After spending hours in the Metropolitan Museum of Art in New York, your mind spins. So much taken in, so much to process, to sort through, to connect up, to start whole new trains of thought. The items kept and displayed in the Met are often exemplars of their type.

But as Montebello notes, it’s the ability of the curator to find a particular item, a painting, a cultural artifact and tell a coherent story about it; to connect that story to the others floating around the culture in which the object was embedded. The value of the curator’s thought and writing ensures that the objects in the collection have value and that the value continues to grow and deepen.

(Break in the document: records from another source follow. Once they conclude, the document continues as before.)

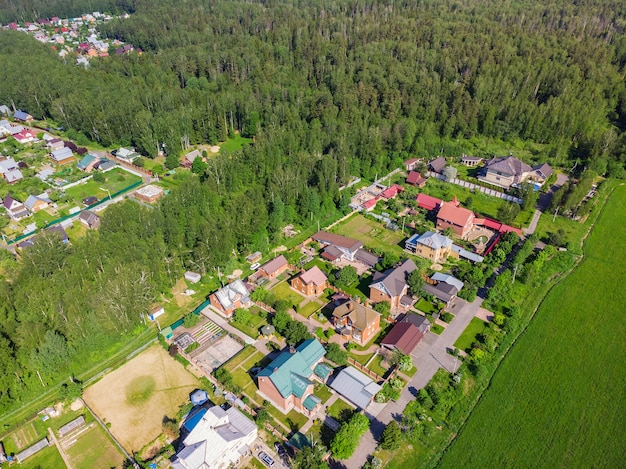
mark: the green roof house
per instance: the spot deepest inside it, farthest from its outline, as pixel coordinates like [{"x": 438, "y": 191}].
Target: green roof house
[{"x": 288, "y": 380}]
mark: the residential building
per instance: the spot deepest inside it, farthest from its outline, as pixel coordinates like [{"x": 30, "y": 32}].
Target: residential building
[
  {"x": 89, "y": 219},
  {"x": 392, "y": 286},
  {"x": 356, "y": 387},
  {"x": 452, "y": 215},
  {"x": 219, "y": 439},
  {"x": 310, "y": 283},
  {"x": 505, "y": 172},
  {"x": 230, "y": 297},
  {"x": 356, "y": 321},
  {"x": 287, "y": 380}
]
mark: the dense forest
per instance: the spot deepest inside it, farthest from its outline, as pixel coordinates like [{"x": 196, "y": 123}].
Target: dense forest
[{"x": 328, "y": 90}]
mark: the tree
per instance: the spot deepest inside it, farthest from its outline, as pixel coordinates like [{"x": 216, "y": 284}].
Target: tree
[
  {"x": 336, "y": 354},
  {"x": 392, "y": 437}
]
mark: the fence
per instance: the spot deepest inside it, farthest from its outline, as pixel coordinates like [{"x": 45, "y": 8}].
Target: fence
[{"x": 476, "y": 187}]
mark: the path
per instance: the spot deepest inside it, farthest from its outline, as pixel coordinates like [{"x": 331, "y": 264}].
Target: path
[{"x": 429, "y": 355}]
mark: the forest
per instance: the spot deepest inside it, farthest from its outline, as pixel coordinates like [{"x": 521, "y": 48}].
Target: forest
[{"x": 327, "y": 90}]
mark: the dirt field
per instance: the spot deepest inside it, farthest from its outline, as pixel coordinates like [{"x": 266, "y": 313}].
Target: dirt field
[{"x": 135, "y": 425}]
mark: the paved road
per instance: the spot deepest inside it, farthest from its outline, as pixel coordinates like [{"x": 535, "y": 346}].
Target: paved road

Compare this to the value of the digital object. While our understanding of a digital work can grow in depth, can the artifact itself actually grow in value? The digital object’s relationship with time has been one of depreciation, its existence ephemeral. The business of the digital has been managing a downward slope toward commoditization, and ultimately a price of zero (Of course there are strategies of renewal).
Will the digital object ever have the same investment characteristcs as the items in the Metropolitan’s collection? In the Computer History Museum, the collection is comprised mostly of the physical computers– the software isn’t much to look at. While Jonathan Ive’s designs will certainly earn a place at the Cooper-Hewitt, will there be a day when we will see digital objects in a physical building like the Metropolitan Museum? If there is such a thing as a digital art object it may displace the Museum. Is there a reason to view such a work in such a place? The digital object can only be viewed in a digital venue. Unlike the artifacts in the Met, the digital object is not unique. It’s always a copy, it can always find its way to you through the Network. And the most valuable currency in establishing a collection? Curatorial expertise.